Advertisement
If you have a new account but are having problems posting or verifying your account, please email us on hello@boards.ie for help. Thanks :)
Hello all! Please ensure that you are posting a new thread or question in the appropriate forum. The Feedback forum is overwhelmed with questions that are having to be moved elsewhere. If you need help to verify your account contact hello@boards.ie

Bloop

Options
  • 05-09-2010 4:08am
    #1
    Moderators, Computer Games Moderators Posts: 7,941 Mod ✭✭✭✭


    Reading about this a while back and didnt see a thread on it.

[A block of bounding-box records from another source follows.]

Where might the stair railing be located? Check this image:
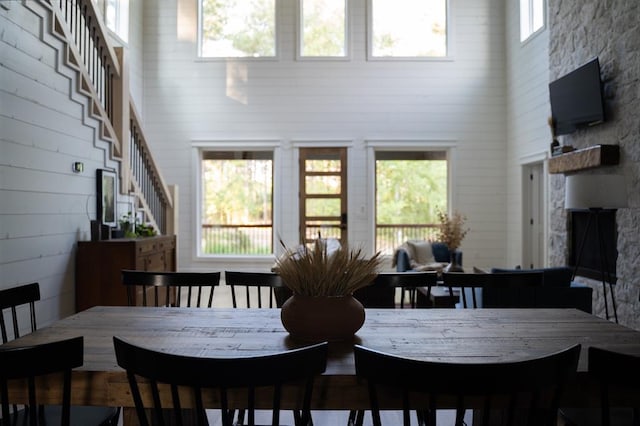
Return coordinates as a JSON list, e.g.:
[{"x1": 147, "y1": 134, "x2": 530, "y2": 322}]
[{"x1": 42, "y1": 0, "x2": 177, "y2": 234}]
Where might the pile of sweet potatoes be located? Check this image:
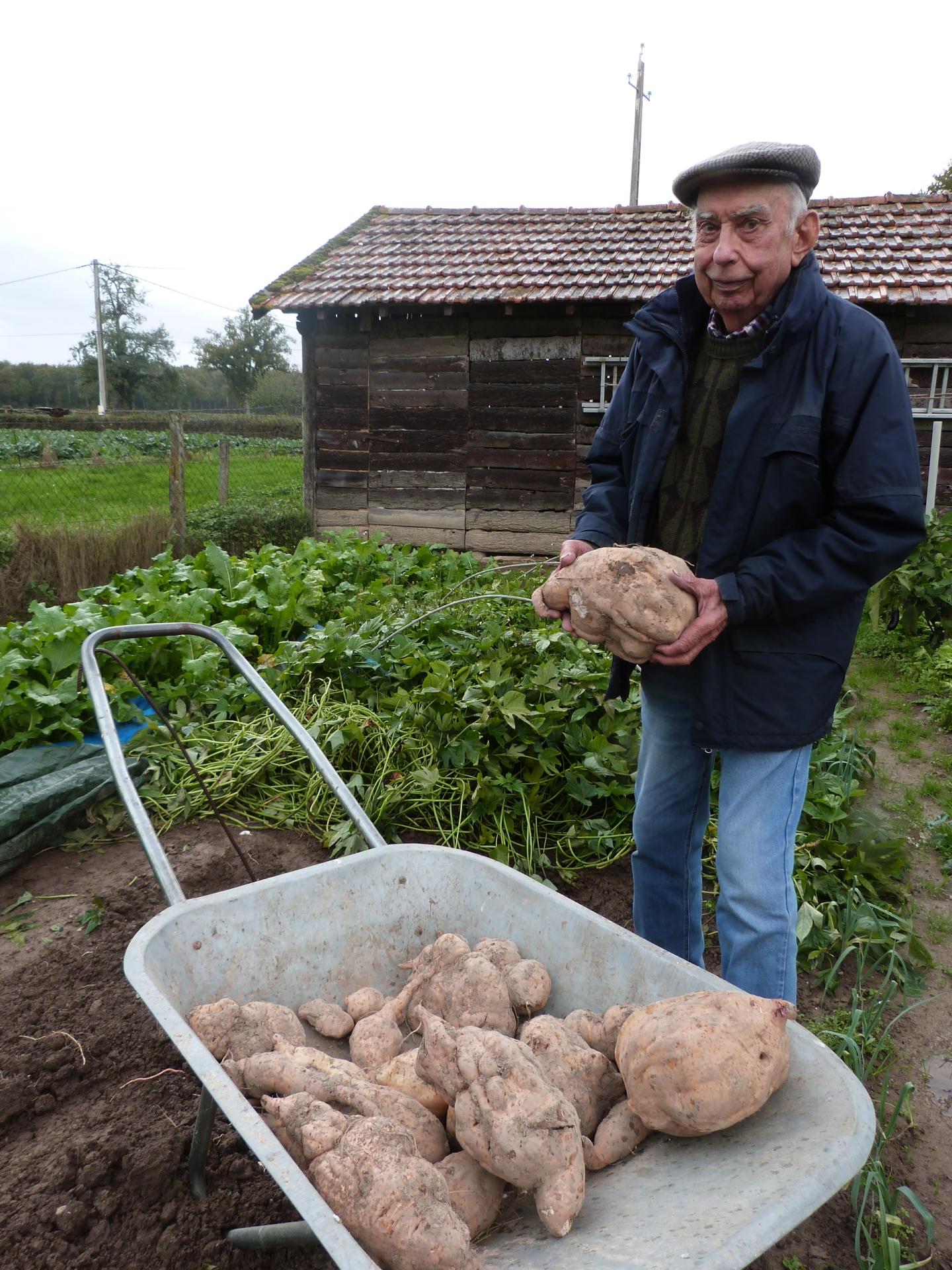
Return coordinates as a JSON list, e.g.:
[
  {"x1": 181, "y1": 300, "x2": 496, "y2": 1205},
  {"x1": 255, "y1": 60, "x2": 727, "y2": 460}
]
[{"x1": 189, "y1": 933, "x2": 795, "y2": 1270}]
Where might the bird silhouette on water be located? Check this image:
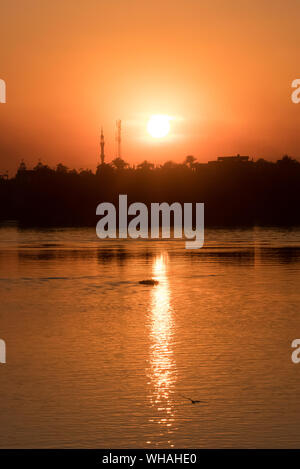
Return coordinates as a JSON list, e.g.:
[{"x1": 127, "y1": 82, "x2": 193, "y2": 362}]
[{"x1": 179, "y1": 394, "x2": 206, "y2": 404}]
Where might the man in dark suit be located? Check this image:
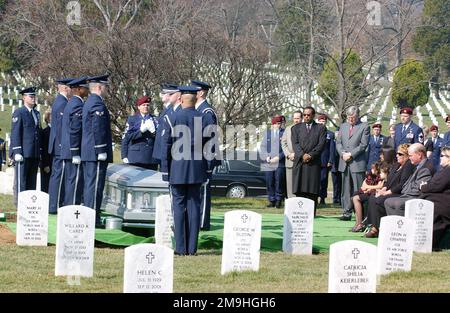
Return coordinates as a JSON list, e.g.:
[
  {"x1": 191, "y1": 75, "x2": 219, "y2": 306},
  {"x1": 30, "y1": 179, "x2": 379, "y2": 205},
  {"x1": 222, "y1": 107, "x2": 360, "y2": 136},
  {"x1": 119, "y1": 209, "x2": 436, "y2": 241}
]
[
  {"x1": 48, "y1": 78, "x2": 73, "y2": 214},
  {"x1": 81, "y1": 75, "x2": 113, "y2": 228},
  {"x1": 260, "y1": 115, "x2": 285, "y2": 208},
  {"x1": 366, "y1": 123, "x2": 386, "y2": 172},
  {"x1": 60, "y1": 77, "x2": 89, "y2": 205},
  {"x1": 39, "y1": 111, "x2": 52, "y2": 193},
  {"x1": 336, "y1": 106, "x2": 369, "y2": 221},
  {"x1": 394, "y1": 108, "x2": 424, "y2": 151},
  {"x1": 384, "y1": 143, "x2": 434, "y2": 216},
  {"x1": 317, "y1": 114, "x2": 334, "y2": 204},
  {"x1": 161, "y1": 86, "x2": 211, "y2": 255},
  {"x1": 291, "y1": 106, "x2": 327, "y2": 216},
  {"x1": 11, "y1": 87, "x2": 41, "y2": 203},
  {"x1": 121, "y1": 96, "x2": 158, "y2": 171}
]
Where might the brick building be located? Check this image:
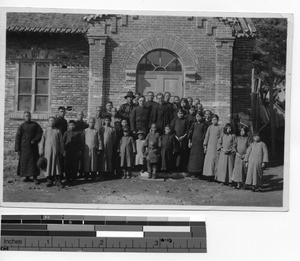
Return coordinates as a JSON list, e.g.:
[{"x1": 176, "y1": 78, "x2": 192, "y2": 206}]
[{"x1": 4, "y1": 13, "x2": 255, "y2": 150}]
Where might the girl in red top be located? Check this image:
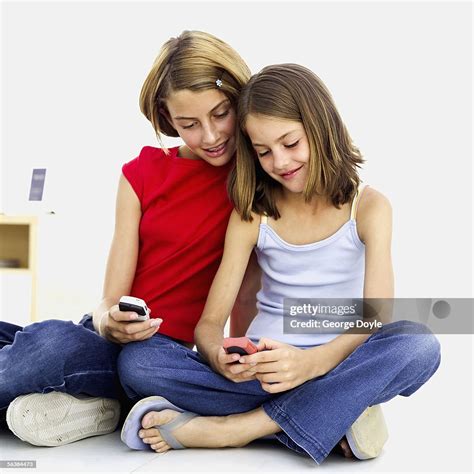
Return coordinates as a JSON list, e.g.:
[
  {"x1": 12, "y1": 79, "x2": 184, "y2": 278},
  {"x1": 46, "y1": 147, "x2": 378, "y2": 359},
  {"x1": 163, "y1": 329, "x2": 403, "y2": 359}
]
[{"x1": 0, "y1": 31, "x2": 259, "y2": 446}]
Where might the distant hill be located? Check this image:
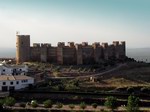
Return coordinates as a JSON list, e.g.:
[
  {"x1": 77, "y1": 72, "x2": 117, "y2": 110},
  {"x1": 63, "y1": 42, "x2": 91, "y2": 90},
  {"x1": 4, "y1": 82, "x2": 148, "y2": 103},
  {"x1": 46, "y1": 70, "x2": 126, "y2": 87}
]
[
  {"x1": 127, "y1": 48, "x2": 150, "y2": 62},
  {"x1": 0, "y1": 48, "x2": 16, "y2": 58},
  {"x1": 0, "y1": 48, "x2": 150, "y2": 62}
]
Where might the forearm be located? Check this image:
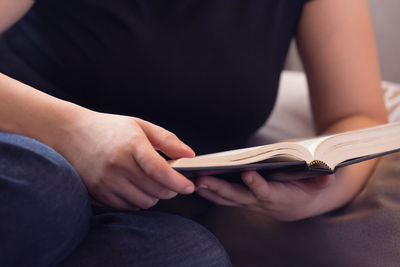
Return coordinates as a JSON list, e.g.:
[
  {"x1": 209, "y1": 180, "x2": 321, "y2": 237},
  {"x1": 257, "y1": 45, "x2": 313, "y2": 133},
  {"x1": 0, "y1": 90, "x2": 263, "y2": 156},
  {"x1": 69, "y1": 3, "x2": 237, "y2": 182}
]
[
  {"x1": 315, "y1": 115, "x2": 387, "y2": 214},
  {"x1": 0, "y1": 74, "x2": 85, "y2": 153}
]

    The Bloop is the name given to an ultra-low frequency and extremely powerful underwater sound detected by the U.S. National Oceanic and Atmospheric Administration (NOAA) several times during 1997. The source of the sound remains unknown.
    According to the NOAA description, it "rises rapidly in frequency over about one minute and was of sufficient amplitude to be heard on multiple sensors, at a range of over 5,000 km." The NOAA's Dr. Christopher Fox does not believe its origin is human, such as a submarine or bomb, nor familiar geological events such as volcanoes or earthquakes. While the audio profile of the bloop does resemble that of a living creature, the source is a mystery both because it is different from known sounds and because it was far too loud: it was several times louder than the loudest known biological sound. Five other significant unexplained sounds have been named by NOAA: Julia, Train, Slowdown, Whistle, and Upsweep

    http://en.wikipedia.org/wiki/Bloop
    Soundclip of it. (Go to 0:54)


    I would love to know what it is, very weird sound and hasnt been heard since the first time in 1997.


Comments

  • Closed Accounts Posts: 1,460 ✭✭✭demonspawn


    I remember hearing about this when I was younger. It hasn't been heard since the mid 90s because it was wreaking havoc for our friends in the sea.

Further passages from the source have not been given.